Nature’s Night Shift

Closeup of a man's hands holding a barn owl
Mesa Vineyard Management

Mesa Vineyard Management approaches pest control with a simple principle: the better you understand the ecosystem, the better it works for you. 

In partnership with California Polytechnic State University (Cal Poly), Mesa is studying how barn owls use vineyard landscapes during nesting season and how the vineyard itself influences hunting activity. The goal is to identify where owls naturally concentrate their efforts, so growers can better support biological rodent control. 

From March through July, researchers tracked more than 20 barn owls using GPS tags, mapping their movements across vineyard properties. After recovering the tags, the team examined the locations where owls captured prey. 

Mesa used their data to determine which habitat features most influenced hunting behavior. 

Early findings already reveal clear patterns. The owls most often struck in areas with shorter canopy height and dense ground cover. Lower vegetation allows them to reach the vineyard floor more easily, while thick ground cover supports higher rodent activity. 
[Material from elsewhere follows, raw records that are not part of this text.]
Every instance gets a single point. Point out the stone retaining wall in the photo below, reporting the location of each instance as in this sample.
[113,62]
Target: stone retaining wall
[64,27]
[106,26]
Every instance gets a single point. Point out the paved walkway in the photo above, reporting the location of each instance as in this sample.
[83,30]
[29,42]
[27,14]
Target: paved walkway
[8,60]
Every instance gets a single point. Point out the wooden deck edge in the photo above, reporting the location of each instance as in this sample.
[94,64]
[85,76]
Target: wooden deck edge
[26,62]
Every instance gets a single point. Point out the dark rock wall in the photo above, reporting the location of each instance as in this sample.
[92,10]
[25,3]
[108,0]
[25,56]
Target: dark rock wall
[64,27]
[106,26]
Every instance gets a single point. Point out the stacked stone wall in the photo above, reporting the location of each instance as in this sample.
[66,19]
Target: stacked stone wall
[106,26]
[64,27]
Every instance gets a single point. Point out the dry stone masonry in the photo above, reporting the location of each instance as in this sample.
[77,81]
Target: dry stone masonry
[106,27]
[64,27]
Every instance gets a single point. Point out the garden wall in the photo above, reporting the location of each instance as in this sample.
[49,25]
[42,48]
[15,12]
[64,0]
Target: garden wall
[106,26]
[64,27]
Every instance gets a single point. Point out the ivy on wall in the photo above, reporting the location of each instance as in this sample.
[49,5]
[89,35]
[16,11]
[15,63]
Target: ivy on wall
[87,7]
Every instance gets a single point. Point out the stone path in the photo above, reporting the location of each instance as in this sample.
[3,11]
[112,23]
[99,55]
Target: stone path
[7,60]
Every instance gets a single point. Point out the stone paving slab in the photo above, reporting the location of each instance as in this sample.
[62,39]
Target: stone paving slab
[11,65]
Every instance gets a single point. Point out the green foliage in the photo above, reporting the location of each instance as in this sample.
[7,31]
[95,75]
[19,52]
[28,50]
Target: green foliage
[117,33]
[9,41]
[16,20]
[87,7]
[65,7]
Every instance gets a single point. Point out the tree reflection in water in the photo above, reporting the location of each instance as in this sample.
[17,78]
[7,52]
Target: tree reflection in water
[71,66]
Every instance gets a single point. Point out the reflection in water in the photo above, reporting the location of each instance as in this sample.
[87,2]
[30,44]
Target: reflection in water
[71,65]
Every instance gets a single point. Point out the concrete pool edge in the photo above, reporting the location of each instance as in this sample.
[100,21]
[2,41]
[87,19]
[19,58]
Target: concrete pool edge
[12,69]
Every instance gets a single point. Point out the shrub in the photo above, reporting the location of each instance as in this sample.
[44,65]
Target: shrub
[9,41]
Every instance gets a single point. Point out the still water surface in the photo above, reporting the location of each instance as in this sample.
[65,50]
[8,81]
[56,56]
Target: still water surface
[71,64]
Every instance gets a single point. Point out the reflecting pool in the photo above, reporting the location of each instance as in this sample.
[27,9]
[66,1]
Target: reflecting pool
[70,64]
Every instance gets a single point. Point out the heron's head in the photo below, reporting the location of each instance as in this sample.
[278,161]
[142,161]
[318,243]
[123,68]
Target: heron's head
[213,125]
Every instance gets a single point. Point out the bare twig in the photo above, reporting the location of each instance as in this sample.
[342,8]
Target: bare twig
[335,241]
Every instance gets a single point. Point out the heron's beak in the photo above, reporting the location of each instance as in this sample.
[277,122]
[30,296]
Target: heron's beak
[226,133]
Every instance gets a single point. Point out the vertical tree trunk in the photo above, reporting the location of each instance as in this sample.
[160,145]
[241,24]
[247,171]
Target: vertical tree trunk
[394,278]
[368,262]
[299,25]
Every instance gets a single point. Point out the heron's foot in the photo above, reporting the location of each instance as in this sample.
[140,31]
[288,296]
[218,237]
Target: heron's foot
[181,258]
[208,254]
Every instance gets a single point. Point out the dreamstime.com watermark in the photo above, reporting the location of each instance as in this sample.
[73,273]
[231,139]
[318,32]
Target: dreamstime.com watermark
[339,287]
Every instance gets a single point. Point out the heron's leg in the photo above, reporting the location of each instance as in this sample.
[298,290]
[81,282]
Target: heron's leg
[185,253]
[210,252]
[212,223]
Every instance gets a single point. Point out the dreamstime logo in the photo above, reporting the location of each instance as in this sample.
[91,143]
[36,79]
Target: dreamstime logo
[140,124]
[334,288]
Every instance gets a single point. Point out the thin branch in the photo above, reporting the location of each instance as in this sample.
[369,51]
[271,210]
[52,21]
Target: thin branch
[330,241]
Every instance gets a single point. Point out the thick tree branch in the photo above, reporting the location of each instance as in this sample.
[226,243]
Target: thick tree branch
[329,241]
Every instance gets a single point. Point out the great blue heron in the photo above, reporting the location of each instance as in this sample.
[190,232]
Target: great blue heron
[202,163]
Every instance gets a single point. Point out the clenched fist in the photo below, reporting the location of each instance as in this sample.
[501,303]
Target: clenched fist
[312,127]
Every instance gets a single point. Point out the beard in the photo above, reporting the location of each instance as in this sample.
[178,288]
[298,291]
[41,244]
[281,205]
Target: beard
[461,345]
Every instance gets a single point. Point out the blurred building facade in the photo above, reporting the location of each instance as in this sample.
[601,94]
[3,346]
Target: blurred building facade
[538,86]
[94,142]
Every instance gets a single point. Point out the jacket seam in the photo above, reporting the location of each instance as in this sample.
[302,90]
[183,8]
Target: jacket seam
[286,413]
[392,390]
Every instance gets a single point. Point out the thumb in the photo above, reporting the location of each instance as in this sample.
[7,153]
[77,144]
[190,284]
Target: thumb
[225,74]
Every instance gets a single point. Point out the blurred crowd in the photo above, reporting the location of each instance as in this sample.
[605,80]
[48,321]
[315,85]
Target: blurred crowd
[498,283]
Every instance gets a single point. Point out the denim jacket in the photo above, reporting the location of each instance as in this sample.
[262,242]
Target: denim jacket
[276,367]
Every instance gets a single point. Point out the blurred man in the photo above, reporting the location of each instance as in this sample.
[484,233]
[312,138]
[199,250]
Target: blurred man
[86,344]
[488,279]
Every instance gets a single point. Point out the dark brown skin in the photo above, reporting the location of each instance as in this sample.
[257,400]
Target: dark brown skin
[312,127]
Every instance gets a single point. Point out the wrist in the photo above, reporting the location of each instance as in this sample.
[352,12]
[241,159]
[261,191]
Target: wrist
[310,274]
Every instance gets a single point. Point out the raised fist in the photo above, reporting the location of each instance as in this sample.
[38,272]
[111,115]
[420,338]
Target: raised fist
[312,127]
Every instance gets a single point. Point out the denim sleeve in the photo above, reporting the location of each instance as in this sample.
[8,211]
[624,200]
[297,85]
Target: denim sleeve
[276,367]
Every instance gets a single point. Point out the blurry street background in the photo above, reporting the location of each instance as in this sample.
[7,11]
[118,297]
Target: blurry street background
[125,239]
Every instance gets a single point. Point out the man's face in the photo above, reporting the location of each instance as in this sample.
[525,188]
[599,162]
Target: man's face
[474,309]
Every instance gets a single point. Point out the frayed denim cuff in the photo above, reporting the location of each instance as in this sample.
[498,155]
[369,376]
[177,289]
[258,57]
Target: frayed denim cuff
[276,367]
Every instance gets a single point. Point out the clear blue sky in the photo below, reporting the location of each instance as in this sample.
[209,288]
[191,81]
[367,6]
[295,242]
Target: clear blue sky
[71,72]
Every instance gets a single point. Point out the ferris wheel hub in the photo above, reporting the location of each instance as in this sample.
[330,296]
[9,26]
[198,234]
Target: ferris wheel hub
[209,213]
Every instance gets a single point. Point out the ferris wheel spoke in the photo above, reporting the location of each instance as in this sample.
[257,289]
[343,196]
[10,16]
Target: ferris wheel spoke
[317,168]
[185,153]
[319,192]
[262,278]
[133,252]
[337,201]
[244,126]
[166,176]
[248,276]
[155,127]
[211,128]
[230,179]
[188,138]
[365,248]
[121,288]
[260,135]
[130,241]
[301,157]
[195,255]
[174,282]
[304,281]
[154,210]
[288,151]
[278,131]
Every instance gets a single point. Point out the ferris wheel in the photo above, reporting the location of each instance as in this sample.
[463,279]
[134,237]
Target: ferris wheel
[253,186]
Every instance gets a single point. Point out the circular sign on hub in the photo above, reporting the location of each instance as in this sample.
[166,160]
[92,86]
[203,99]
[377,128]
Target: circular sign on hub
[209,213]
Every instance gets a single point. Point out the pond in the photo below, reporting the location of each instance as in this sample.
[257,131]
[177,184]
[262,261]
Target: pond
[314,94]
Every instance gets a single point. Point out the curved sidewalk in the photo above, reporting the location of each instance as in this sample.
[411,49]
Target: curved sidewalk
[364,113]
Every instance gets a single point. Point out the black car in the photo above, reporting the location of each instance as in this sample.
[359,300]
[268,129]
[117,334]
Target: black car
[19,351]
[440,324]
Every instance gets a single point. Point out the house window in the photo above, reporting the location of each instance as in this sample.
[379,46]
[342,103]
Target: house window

In other words, the very conditions that support a healthy vineyard floor also create ideal hunting grounds for natural predators. 

Rodent sampling helped confirm the impact. At the study sites, gophers and voles — two of the primary pests growers work to control — made up roughly 75–85 percent of the prey barn owl adults returned to their nests to feed their young. 

Researchers are continuing to analyze the data to understand how landscapes impact hunting success. Future models will estimate how many rodents owls remove from vineyard systems, identify preferred hunting areas through heat maps, and track how owls move between nesting sites and feeding grounds. 

For Mesa, the goal is not simply installing owl boxes. It is understanding how vineyard design can support natural predators and strengthen biological pest control.